- Born: May 1, 1962 (age 64) San Francisco, California, U.S.
- Occupations: Poet, novelist
- Writing career
- Genres: poetry, short stories, LGBT
- Website: www.treborhealey.com

= Trebor Healey =

American poet (born 1962)

Trebor Healey (born May 1, 1962) is an American poet and novelist. He was born in San Francisco, raised in Seattle, and studied English and American Literature at the University of California, Berkeley. He spent his twenties in San Francisco, where he was active in the spoken word scene of the late 1980s and early 1990s, publishing five chapbooks of poetry as well as numerous poems and short stories in various reviews, journals, anthologies and zines.

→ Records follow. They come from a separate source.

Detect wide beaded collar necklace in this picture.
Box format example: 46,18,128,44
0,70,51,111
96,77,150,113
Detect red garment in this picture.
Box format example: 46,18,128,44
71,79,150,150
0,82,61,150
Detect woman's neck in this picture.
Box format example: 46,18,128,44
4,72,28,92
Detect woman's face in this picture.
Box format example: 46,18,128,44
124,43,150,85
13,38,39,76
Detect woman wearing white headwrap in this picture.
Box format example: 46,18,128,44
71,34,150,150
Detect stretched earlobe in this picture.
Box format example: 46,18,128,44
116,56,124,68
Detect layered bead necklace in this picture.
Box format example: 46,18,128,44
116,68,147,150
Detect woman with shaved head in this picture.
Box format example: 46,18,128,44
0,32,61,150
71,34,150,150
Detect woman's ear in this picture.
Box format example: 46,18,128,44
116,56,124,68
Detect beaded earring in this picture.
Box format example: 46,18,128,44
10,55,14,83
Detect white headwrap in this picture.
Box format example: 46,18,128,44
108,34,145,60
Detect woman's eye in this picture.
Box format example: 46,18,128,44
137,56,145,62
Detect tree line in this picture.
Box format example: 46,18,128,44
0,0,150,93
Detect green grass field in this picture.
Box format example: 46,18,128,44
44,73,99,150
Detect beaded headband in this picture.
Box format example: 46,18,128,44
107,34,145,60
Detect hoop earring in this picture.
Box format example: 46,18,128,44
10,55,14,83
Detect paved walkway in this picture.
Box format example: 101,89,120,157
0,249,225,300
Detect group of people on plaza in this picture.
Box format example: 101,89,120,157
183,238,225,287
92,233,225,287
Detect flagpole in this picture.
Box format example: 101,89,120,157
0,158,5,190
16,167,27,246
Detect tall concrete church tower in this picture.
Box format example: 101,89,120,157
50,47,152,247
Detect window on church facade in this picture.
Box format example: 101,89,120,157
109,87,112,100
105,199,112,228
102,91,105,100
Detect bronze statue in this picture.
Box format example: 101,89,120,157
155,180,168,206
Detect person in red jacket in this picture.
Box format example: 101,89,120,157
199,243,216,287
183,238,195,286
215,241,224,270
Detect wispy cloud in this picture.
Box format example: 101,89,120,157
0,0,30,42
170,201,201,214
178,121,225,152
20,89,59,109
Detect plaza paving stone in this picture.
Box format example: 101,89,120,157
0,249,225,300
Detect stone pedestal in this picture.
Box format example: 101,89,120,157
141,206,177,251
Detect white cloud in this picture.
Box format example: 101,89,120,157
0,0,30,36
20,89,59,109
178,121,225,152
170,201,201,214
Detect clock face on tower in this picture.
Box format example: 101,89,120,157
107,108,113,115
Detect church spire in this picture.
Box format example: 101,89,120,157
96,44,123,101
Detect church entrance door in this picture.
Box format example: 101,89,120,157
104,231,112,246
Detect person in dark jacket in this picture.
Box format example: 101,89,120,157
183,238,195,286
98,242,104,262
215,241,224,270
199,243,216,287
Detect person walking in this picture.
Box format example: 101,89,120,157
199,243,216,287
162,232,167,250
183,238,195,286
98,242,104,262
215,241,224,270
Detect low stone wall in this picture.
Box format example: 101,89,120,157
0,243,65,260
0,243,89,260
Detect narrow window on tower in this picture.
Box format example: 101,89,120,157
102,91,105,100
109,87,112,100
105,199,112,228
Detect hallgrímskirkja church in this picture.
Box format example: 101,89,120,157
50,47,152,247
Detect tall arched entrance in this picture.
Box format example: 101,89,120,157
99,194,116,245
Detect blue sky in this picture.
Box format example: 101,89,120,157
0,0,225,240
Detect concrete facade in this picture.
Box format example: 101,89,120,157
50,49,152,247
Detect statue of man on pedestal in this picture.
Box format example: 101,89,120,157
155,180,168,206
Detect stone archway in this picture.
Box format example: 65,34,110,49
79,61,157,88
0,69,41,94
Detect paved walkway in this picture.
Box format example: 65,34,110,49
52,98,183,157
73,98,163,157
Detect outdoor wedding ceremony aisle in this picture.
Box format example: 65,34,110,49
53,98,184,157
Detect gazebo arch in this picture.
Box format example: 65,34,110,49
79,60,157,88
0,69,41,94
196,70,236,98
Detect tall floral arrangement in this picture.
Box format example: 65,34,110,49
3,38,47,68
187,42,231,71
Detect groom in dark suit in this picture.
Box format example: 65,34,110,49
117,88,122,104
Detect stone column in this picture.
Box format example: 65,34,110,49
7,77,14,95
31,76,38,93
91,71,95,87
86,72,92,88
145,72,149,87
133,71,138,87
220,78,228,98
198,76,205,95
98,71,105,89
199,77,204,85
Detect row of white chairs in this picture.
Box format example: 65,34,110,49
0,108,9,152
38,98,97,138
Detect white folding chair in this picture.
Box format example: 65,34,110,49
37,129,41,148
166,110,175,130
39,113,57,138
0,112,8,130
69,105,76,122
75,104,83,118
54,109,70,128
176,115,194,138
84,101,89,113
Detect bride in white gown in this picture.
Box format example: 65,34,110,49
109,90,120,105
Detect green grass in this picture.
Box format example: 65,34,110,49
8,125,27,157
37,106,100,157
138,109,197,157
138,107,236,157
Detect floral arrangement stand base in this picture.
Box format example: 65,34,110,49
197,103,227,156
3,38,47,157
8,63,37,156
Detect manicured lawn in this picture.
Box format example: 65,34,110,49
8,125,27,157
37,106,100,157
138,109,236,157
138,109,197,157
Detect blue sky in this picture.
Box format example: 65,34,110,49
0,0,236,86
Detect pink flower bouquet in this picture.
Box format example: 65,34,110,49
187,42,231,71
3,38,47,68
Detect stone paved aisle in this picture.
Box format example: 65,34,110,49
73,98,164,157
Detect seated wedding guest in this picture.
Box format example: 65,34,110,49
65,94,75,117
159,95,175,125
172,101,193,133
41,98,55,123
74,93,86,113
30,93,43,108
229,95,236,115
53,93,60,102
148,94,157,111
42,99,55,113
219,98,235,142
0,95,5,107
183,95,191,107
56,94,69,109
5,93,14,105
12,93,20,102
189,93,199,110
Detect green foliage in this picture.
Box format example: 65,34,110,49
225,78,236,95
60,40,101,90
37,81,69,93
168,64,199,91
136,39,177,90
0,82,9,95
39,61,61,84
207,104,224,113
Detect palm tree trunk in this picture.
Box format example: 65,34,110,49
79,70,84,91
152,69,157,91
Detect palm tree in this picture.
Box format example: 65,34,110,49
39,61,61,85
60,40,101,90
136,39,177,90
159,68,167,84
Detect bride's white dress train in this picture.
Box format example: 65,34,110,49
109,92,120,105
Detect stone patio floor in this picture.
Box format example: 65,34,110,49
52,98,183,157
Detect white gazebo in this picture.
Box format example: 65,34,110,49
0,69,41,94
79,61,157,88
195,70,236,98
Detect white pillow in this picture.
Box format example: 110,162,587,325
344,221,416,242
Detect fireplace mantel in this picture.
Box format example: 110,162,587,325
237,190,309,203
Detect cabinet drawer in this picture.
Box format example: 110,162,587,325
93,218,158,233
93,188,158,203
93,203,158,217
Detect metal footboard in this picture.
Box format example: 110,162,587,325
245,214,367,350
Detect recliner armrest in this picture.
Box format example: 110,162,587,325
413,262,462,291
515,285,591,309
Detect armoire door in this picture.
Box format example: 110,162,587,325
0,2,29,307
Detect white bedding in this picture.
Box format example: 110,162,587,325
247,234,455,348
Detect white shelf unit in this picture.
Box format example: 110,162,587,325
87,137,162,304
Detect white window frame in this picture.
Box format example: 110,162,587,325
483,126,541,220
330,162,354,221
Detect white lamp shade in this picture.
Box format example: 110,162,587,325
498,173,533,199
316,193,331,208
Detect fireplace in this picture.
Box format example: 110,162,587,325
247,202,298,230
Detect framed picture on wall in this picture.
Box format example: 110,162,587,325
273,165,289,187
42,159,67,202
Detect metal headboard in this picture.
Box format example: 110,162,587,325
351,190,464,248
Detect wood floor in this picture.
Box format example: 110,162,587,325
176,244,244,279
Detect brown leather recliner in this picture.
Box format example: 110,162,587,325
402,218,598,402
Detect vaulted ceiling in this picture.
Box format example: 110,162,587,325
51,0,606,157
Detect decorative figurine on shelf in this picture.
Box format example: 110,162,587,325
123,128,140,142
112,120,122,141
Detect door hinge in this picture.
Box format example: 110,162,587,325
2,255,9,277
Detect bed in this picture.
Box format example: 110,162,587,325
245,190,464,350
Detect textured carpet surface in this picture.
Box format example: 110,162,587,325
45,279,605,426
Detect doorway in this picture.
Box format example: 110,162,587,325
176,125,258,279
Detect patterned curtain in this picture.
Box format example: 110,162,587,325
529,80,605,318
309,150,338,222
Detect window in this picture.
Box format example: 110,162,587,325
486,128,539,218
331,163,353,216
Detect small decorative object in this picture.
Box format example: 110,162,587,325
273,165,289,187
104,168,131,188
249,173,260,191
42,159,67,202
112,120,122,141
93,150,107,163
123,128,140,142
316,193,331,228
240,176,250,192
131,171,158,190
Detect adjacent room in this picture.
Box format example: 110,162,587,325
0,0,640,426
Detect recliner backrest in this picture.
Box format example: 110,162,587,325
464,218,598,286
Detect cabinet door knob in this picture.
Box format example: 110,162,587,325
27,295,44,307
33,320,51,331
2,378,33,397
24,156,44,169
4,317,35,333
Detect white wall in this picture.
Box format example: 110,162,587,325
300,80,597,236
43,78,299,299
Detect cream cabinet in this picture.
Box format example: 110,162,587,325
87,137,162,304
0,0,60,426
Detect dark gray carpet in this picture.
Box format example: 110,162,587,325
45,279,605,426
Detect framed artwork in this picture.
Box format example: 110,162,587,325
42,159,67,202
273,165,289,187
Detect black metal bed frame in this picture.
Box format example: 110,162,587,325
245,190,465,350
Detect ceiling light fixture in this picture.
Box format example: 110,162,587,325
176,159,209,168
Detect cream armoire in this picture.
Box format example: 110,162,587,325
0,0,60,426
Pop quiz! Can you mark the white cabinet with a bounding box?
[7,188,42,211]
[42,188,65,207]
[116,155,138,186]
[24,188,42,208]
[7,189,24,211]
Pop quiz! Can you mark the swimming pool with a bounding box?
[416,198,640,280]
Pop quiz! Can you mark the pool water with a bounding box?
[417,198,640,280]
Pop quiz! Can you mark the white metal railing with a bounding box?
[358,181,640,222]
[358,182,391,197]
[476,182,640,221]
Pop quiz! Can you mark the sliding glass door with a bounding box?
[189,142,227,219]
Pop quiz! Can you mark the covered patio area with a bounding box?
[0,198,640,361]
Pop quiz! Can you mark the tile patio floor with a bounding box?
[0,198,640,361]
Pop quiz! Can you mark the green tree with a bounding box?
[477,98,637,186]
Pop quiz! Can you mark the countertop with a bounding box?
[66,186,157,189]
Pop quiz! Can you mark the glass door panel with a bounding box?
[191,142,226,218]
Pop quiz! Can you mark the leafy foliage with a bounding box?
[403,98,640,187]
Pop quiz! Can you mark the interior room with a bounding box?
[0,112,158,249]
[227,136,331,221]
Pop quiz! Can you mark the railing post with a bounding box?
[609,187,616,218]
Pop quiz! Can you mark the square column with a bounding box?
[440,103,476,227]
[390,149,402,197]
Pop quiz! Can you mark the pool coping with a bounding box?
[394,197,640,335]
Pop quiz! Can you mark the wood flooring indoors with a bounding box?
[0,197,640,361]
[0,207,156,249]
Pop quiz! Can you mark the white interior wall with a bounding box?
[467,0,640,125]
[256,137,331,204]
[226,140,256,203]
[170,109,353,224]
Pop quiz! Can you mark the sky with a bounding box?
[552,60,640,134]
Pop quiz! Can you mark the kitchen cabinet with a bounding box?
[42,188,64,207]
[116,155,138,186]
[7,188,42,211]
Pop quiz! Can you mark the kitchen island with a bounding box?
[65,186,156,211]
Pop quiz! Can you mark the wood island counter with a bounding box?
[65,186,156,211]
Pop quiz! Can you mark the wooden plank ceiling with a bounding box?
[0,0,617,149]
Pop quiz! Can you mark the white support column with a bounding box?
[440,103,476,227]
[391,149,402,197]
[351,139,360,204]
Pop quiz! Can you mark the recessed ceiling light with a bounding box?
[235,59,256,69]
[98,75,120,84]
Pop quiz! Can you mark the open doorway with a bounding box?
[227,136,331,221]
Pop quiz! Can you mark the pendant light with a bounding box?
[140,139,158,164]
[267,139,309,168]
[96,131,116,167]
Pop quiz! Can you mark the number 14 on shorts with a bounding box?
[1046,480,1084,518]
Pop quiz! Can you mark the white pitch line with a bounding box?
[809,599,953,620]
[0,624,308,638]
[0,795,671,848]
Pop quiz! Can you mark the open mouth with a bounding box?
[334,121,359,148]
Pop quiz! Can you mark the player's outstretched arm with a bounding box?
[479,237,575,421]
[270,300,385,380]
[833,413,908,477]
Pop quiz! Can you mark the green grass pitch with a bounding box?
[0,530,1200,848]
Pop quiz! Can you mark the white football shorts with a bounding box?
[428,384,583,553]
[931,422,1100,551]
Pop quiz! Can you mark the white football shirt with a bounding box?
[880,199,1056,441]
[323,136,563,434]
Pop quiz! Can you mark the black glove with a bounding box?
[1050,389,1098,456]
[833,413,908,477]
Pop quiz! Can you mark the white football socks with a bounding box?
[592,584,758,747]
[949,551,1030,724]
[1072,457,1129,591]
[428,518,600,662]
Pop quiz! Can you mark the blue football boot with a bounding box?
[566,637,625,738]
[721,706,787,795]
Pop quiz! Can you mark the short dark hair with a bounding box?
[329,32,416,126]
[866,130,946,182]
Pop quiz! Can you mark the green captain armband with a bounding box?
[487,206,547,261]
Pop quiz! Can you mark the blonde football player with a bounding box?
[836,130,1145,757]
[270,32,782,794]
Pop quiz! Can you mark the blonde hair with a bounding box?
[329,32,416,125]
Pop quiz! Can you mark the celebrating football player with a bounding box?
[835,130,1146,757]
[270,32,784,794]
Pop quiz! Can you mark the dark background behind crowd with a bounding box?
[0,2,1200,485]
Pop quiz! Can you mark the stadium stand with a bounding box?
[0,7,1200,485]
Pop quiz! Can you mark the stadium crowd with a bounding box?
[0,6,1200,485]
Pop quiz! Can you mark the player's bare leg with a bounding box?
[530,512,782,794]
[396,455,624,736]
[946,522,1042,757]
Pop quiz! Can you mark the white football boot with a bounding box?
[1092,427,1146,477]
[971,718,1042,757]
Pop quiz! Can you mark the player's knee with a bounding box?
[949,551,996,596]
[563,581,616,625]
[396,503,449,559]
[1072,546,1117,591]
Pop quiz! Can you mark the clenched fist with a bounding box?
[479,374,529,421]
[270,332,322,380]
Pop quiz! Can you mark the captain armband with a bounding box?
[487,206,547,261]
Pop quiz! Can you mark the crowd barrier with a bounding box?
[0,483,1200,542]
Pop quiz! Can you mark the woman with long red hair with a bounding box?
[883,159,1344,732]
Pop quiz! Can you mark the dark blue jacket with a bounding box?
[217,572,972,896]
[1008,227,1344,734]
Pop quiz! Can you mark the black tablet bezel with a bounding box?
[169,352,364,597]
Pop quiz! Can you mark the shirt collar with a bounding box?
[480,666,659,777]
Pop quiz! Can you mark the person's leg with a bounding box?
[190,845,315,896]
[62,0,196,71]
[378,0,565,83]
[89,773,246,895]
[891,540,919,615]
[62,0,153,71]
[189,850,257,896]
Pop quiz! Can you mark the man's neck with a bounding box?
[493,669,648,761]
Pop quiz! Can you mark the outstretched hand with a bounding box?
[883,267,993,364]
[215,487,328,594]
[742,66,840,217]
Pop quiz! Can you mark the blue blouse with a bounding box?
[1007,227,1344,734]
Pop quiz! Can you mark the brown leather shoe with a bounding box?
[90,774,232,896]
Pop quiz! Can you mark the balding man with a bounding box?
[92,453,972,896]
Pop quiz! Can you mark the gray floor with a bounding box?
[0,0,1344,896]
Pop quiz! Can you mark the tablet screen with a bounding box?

He is openly gay and is currently living in Los Angeles.

== Bibliography ==

===Novels===
- Through It Came Bright Colors, 2003 (Haworth Press, ISBN 978-1-56023-452-4)
- Faun, 2012 (Lethe Press, ISBN 978-1-59021-385-8)
- A Horse Named Sorrow, 2012 (University of Wisconsin Press, ISBN 978-0299289706)

===Short stories===
- A Perfect Scar and Other Stories, 2007 (Haworth Press, ISBN 978-1-60864-000-3)
- Eros & Dust, 2016 (Lethe Press, ISBN 978-1590216521)
- Falling, 2019 (University of Wisconsin Press, ISBN 978-0299324704)

===Poetry===
- Sweet Son of Pan, 2006 (Suspect Thoughts Press, ISBN 978-0-9771582-1-8)

===Anthologies===
- Beyond Definition: New Writing from Gay and Lesbian San Francisco, 1994 (Manic D Press, ISBN 978-0-916397-30-2). Co-editor with Marci Blackman.
- Queer and Catholic, 2008 (Taylor & Francis, ISBN 978-1-56023-713-6). Co-editor with Amie Evans.

==Awards==
In 2004, Through It Came Bright Colors won both the Ferro-Grumley Award and the Violet Quill Award, and Gay Today named it one of the ten best novels of 2003. He won a second Ferro-Grumley Award in 2013 for A Horse Named Sorrow.

Healey's short story "The Mercy Seat" was named one of the top 10 stories of 2004 in the storySouth Million Writers Awards.

He was awarded the Jim Duggins Outstanding Mid-Career Novelists' Prize from the Lambda Literary Foundation in 2013.